AFRICA FOR AFRICAN [+AA+]

"Pan-Africanism International "
- Political independence and economic freedom necessary
- Need for industrialization in Africa
- Foreign aid increases the chances
- Fall of all forms of foreign domination
AFRICA FOR AFRICANS, the fate of Africa in the hands of Africans!

Pan-Africanism is an ideology and movement that encourages the solidarity of Africans worldwide. It is based on the belief that unity is vital to economic, social and political progress and so, it aims to “unify and uplift” people of African descent.

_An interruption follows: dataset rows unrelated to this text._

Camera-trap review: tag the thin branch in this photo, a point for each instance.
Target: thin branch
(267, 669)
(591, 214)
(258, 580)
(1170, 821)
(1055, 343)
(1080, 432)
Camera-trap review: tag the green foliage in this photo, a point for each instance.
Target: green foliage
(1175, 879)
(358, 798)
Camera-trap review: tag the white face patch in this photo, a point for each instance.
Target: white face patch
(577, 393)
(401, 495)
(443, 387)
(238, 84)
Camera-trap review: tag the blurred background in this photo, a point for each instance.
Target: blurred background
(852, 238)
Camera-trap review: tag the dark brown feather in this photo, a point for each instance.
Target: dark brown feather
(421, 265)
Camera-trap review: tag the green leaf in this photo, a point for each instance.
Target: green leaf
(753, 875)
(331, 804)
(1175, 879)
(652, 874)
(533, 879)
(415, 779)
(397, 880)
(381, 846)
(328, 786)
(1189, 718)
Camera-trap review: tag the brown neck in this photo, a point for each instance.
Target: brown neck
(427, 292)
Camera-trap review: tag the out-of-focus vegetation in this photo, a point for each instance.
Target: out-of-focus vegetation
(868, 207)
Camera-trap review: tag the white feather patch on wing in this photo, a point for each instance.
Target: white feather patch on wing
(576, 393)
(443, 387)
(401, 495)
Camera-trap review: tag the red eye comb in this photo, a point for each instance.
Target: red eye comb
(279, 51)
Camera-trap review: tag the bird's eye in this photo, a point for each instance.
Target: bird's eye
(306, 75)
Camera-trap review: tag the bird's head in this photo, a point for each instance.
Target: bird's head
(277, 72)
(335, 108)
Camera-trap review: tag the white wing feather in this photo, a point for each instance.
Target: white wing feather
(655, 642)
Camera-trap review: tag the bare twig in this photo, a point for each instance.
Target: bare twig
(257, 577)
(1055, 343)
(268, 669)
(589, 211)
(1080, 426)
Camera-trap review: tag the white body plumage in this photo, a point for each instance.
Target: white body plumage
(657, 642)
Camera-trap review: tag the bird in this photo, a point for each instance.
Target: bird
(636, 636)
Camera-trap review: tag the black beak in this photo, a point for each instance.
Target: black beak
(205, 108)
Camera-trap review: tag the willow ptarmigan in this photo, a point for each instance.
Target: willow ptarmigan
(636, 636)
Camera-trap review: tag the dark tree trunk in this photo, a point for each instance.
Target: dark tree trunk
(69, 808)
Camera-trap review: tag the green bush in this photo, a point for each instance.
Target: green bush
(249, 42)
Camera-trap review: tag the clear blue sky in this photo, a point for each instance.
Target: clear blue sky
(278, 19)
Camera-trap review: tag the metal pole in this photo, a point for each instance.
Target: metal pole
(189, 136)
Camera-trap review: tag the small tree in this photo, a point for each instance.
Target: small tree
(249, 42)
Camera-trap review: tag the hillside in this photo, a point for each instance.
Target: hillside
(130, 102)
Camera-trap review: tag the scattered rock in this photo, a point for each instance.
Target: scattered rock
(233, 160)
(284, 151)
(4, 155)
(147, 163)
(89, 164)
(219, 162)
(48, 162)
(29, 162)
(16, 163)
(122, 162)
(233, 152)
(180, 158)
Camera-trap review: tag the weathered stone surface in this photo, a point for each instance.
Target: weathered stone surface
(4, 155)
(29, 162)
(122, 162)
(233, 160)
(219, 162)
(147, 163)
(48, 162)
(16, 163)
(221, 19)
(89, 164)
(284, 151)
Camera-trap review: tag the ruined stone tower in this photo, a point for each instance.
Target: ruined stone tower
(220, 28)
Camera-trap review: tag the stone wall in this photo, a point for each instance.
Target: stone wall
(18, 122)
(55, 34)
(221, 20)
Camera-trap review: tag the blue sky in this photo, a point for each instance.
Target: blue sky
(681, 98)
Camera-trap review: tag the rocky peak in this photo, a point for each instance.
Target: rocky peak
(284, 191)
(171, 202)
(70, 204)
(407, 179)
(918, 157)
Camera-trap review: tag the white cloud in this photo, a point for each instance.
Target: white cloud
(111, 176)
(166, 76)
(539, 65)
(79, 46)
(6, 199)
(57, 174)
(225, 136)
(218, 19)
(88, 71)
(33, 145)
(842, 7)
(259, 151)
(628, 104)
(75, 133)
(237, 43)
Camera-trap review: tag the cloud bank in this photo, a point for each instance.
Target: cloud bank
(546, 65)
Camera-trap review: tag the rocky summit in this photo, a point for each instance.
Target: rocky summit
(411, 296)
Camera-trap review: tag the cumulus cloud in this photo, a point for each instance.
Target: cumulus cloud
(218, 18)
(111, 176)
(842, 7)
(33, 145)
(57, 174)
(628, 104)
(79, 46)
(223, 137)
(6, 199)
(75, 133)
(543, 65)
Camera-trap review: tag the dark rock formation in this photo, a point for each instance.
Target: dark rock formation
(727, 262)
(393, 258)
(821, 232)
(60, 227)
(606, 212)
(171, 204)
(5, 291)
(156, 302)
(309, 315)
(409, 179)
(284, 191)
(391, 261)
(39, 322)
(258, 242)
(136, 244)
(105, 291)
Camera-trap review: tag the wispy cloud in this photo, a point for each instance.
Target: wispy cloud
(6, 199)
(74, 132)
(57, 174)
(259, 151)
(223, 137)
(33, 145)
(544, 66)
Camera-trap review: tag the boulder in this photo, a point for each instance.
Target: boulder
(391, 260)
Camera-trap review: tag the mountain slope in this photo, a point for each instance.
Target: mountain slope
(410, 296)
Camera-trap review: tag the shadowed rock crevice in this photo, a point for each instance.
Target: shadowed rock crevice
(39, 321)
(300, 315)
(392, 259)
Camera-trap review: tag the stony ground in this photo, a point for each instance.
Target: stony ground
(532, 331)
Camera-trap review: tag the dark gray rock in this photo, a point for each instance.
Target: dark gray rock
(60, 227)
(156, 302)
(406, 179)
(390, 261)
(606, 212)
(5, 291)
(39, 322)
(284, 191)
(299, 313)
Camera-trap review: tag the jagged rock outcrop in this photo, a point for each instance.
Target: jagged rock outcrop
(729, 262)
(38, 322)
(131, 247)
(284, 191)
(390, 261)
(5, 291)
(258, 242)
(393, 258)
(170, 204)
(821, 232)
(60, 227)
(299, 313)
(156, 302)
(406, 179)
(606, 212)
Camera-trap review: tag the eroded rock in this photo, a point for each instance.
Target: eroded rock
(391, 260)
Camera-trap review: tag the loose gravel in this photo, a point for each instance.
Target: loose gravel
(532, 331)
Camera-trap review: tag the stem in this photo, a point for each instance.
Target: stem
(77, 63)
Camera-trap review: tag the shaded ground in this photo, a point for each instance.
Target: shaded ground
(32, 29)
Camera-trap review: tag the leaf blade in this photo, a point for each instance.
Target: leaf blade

The ideology asserts that the fate of all African peoples and countries are intertwined. At its core Pan-Africanism is “a belief that African peoples, both on the continent and in the Diaspora, share not merely a common history, but a common destiny”.
With this common history and destiny in mind, Pan-Africanism stresses the need for “collective self-reliance”. This was promoted by many Pan-African leaders, such as Kwame Nkrumah, for example. Solidarity will enable self-reliance, allowing the continent’s potential to independently provide for its people to be fulfilled. Crucially, an all-African alliance will empower African peoples globally. The realisation of the Pan-African objective would lead to “power consolidation in Africa”, which “would compel a reallocation of global resources, as well as unleashing a fiercer psychological energy and political assertion ... that would unsettle social and political (power) structures ... in the Americas". United, African nations will have the economic, political and social clout to act and compete on the world stage as do other large entities, such as the EU and the USA.
Advocates of Pan-Africanism – i.e. “Pan-Africans” or “Pan-Africanists” - often champion socialist principles and tend to be opposed to external political and economic involvement on the continent. Critics accuse the ideology of homogenising the experience of people of African descent. They also point to the difficulties of reconciling current divisions within countries on the continent and within communities in the Diaspora.